2. Understand Their Approach and Expertise
Tobias C.L. Maag, a certified financial planner with extensive experience in client relations, said, “Your needs, objectives, and expectations should be clearly agreed upon at the beginning, and reassessed from time to time. This is probably the best ‘benchmark’ for both the client and the advisor.”
Be sure to ask about the following:
- Their investment philosophy and how it aligns with your goals
- Their fees and all associated costs
- Their communication style and frequency
- Their service model and what you can expect from the relationship
- Their regulatory registrations and professional certifications
Asking lots of questions from the beginning will give you a better understanding of the broker, as well as provide something to fall back on if you feel your money has been placed in investments that aren’t right for you.

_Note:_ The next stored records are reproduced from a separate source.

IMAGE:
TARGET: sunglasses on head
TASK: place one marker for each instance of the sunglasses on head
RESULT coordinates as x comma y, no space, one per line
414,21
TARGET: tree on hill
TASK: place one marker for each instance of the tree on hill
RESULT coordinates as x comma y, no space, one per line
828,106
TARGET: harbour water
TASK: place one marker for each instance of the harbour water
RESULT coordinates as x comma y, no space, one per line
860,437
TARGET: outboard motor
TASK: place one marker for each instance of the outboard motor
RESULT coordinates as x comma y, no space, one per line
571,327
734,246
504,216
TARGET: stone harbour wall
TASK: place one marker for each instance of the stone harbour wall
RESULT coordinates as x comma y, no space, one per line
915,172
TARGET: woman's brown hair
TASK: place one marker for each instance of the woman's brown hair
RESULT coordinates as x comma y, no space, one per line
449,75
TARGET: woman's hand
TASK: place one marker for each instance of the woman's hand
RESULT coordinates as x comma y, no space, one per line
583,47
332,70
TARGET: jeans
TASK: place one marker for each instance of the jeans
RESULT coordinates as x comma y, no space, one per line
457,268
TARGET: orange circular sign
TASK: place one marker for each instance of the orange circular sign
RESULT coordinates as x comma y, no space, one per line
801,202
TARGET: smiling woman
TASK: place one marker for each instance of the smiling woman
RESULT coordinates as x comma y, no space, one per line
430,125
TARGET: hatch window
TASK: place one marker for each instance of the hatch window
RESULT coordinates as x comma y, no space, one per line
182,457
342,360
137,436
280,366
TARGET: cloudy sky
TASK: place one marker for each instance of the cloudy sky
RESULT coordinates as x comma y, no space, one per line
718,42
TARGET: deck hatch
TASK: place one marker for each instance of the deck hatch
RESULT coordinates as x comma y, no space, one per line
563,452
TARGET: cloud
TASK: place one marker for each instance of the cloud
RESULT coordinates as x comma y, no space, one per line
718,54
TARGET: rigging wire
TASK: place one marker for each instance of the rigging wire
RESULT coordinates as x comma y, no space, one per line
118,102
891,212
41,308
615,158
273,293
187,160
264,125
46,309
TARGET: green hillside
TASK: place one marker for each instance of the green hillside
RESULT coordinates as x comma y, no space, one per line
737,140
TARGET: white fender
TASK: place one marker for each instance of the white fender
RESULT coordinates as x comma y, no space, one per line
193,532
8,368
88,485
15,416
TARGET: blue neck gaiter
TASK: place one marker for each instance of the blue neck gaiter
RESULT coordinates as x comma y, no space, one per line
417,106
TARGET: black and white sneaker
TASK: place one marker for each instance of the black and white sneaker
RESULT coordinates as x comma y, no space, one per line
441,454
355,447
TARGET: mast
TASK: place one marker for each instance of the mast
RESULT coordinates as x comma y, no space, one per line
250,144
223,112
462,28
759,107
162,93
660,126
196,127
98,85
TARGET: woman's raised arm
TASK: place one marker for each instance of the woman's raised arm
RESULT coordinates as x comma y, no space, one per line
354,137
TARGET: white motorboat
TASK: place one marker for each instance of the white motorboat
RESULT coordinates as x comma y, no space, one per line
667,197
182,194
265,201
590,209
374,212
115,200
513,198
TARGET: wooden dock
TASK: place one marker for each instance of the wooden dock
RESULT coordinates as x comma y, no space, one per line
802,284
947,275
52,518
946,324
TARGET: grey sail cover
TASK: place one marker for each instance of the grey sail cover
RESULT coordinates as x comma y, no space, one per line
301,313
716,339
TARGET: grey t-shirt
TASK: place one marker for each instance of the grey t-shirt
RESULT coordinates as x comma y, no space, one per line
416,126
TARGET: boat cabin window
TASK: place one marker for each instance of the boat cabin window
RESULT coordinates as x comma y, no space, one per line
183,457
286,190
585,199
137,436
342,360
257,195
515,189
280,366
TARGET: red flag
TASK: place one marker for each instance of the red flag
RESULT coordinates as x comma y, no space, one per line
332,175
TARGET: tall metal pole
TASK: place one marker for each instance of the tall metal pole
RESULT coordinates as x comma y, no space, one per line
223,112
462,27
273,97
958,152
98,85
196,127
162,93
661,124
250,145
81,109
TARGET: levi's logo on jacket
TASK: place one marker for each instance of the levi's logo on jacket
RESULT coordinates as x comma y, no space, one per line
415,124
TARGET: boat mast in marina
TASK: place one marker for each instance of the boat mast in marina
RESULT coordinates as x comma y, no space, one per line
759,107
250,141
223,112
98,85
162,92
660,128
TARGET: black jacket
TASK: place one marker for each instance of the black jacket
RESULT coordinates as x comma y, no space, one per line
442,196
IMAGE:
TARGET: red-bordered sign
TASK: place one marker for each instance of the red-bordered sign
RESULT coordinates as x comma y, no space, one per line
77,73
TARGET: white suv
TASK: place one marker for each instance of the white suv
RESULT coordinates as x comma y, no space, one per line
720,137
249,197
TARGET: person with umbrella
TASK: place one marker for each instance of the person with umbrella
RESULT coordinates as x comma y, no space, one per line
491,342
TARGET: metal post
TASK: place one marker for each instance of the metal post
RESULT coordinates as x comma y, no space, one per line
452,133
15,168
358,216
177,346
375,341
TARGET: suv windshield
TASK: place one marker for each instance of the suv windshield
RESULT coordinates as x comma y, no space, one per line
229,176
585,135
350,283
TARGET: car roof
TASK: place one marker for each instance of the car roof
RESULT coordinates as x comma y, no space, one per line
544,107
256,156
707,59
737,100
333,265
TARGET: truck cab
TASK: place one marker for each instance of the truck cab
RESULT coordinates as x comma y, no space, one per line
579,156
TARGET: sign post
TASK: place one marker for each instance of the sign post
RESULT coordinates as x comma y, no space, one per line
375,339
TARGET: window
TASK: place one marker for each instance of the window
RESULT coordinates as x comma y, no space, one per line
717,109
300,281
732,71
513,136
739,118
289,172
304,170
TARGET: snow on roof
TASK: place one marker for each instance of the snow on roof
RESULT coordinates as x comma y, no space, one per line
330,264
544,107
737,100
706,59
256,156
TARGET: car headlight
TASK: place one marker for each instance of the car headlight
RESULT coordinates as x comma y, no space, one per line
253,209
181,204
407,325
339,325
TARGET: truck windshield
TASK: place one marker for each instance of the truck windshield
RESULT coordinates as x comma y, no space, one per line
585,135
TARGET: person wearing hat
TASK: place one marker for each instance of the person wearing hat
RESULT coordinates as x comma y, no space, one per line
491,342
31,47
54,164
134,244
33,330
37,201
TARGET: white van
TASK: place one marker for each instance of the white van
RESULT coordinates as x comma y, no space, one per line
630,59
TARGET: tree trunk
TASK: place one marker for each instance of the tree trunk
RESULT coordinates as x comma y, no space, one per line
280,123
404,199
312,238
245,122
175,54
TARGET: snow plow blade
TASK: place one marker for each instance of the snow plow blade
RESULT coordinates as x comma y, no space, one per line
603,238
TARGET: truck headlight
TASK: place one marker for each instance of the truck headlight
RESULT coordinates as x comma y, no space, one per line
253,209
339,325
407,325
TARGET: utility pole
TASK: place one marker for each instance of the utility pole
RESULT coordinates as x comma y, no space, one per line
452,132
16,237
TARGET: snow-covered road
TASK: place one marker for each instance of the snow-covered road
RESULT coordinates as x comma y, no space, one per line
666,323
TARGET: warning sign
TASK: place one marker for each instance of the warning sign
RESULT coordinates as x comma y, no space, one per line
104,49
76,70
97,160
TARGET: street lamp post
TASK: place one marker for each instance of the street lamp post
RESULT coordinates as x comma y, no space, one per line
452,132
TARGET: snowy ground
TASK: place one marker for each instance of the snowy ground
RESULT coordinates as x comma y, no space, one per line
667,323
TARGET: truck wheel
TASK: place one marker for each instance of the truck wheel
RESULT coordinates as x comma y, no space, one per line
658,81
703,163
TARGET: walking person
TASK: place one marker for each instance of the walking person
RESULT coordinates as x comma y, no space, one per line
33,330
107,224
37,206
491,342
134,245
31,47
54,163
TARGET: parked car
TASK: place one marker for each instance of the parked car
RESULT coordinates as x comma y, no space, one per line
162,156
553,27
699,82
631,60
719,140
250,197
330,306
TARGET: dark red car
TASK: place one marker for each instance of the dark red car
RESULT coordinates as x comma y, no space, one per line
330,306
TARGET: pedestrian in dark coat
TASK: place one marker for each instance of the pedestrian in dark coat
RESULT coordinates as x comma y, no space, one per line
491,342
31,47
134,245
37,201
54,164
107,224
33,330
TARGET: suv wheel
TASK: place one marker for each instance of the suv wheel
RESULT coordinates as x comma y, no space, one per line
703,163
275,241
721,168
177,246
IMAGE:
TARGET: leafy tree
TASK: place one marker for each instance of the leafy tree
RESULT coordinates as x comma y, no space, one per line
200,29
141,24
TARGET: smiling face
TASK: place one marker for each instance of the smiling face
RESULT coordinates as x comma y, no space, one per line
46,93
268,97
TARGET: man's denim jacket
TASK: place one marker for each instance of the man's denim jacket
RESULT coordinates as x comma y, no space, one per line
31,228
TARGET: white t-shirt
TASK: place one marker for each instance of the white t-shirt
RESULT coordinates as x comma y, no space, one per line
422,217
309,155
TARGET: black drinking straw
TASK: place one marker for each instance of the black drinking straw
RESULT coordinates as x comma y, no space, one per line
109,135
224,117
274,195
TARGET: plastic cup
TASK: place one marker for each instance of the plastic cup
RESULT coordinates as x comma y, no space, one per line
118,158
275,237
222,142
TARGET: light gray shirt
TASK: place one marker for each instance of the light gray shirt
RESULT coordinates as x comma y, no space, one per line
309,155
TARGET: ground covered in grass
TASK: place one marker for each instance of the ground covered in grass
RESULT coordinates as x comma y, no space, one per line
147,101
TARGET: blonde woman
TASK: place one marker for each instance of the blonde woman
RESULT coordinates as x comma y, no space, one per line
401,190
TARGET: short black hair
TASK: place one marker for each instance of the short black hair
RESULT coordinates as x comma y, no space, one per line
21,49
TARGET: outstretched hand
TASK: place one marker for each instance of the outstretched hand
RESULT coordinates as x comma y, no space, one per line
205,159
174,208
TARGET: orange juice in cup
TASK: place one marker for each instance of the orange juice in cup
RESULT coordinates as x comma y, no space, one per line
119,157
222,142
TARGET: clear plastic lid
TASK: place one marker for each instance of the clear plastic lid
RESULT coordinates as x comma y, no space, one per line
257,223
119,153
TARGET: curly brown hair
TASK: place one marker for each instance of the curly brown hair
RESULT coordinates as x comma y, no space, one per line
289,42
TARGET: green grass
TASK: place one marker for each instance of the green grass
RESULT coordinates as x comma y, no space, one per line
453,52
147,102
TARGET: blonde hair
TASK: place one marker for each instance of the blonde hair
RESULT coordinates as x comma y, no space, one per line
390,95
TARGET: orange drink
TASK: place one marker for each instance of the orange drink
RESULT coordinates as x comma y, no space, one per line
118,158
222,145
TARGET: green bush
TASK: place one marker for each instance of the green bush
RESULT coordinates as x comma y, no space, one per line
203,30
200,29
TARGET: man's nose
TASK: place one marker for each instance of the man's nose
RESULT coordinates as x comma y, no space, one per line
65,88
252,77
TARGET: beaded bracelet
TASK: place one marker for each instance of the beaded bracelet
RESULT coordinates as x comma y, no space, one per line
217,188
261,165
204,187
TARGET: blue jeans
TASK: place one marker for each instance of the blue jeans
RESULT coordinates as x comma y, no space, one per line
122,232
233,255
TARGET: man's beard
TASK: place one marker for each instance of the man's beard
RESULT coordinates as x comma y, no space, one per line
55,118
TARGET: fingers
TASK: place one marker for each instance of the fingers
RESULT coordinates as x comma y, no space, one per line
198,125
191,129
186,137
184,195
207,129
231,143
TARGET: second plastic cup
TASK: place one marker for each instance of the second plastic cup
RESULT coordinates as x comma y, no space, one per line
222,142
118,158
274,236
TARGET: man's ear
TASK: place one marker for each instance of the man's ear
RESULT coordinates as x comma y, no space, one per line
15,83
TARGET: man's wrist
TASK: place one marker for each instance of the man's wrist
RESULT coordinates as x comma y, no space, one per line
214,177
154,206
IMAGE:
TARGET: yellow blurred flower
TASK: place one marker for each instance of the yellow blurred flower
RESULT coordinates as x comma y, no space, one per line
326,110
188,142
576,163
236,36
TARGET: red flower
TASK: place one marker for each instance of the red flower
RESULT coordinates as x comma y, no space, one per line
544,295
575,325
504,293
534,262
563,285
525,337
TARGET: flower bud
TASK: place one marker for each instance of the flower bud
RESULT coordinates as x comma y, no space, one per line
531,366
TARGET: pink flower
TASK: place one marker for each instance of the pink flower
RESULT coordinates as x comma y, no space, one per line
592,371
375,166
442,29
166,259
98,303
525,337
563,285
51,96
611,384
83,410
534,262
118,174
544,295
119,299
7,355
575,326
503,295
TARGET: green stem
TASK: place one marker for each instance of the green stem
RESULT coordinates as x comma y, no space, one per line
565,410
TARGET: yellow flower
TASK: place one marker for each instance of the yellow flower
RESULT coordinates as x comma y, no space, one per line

3. Establish Clear Communication
Perhaps the most important thing you can do is be honest and direct with your advisor. If they suggest an investment you don’t understand, say so. A good advisor will take the time to ensure you fully get what an investment entails before proceeding.
But most people don’t just want someone to help them crunch the numbers. Peter Lazaroff, an Investopedia top-10 financial advisor, emphasized that modern financial advice goes beyond dealing with spreadsheets and financial information. “The best advisors these days resemble therapists more than number crunchers. Being a good advisor is about connecting with people, helping them solve their problems, and making life simpler.” If your advisor isn’t doing that for you—you don’t need to settle for less.
How Do I File a Complaint Against a Financial Advisor?
The process for filing a complaint depends on your advisor’s registrations and certifications. For registered financial product advisors, file with the SEC or state securities regulators. For brokers, file complaints with FINRA. Start by contacting your firm’s compliance department in writing.
If the response isn’t enough for you, you could then escalate things by contacting the relevant regulator. If your advisor holds professional certifications like CFP or CFA, you can also file ethics complaints with those organizations.
How Do I Find Out If a Financial Advisor Has Any Complaints Against Them?
You can research an advisor’s disciplinary history through several channels:
- For SEC-registered investment advisors, use the SEC’s Investment Adviser Public Disclosure website
- For brokers, check FINRA’s BrokerCheck tool
- For state-regulated advisors, contact your state securities regulator
- For specific certifications, check with the relevant credentialing bodies (CFP Board, CFA Institute, etc.).
How Much Can I Gain From Hiring a Financial Advisor?
While there are no guaranteed returns, research suggests that a financial advisor can amplify your investment returns by an average of 1.5% to 4%, depending on the time horizon and how those gains are measured. However, some of those gains will be lost to fees or commissions.
The Bottom Line
Financial advisors are entrusted with your assets, often representing decades of savings and hard work. While the industry is heavily regulated to protect investors, disputes can still arise. Understanding your rights, recognizing legitimate grounds for complaints, and knowing how to properly escalate issues are crucial skills to have should the need arise.
The key is to be assertive. Thoroughly vet advisors before working with them, maintain clear communication throughout the relationship, and document any concerns in writing. While market losses are part of investing, unethical conduct should never be tolerated. If you believe your advisor has violated their professional obligations, there are several ways to bring this to the attention of the right authority.
But before it gets to all that, look for someone with whom you can build a strong advisor-client relationship—one built on trust. This is your best protection against such disputes happening in the first place.